Il ne faut donc pas hésiter à consulter pour régler ces troubles qui peuvent bouleverser la vie quotidienne : professionnelle, sociale ou encore sexuelle. "C'est tabou parce que cela rappelle le vieillissement, ce sont des fonctions excrétoires : les selles, les urines, ce n'est pas sexy", déplore l'urologue. "C'est aussi tabou parce qu'on voit des publicités partout ou encore des linéaires dans les supermarchés de protections, donc on n'a l'impression que c'est normal".

Quels sont les traitements efficaces ? 

Pour les fuites urinaires à l'effort, le problème est musculaire. Le premier traitement efficace pour 60% des cas est donc une rééducation du périnée, chez un kinésithérapeute ou avec des exercices à réaliser à domicile. "Il y a des règles diététiques et d'hygiènes qui peuvent s'appliquer, mais si la kinésithérapie n'est pas efficace alors il n'y a pas de traitement médical", explique Yannick Roach.

Dans ce cas, il faut passer par une opération chirurgicale, mini-invasive, pratiquée depuis une vingtaine d'années et prise en charge par l'Assurance maladie. "Le principe c'est de soutenir le canal de l'urètre : on met en place une bandelette sous-urétrale, en tissu, sous anesthésie générale ou rachianesthésie [le bas du corps, ndlr]", explique le chirurgien-urologue. "On fait une petite incision dans le vagin, on glisse la bandelette.

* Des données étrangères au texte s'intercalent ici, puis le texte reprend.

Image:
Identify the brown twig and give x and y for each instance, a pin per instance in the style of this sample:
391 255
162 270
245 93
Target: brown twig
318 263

La femme se réveille, urine et rentre chez elle. C'est une procédure ambulatoire."

La vie quotidienne peut reprendre dès le lendemain et il faut compter trois semaines avant de reprendre une activité physique et sportive. Le taux de succès de cette intervention, lorsque les patientes sont bien sélectionnées car elles ne seront pas toutes éligibles à l'opération, est d'environ 95%. 

Dans les cas d'incontinence urinaire par urgenturie, des traitements locaux à base d'hormones permettent de stabiliser les vessie et ainsi de limiter les fuites.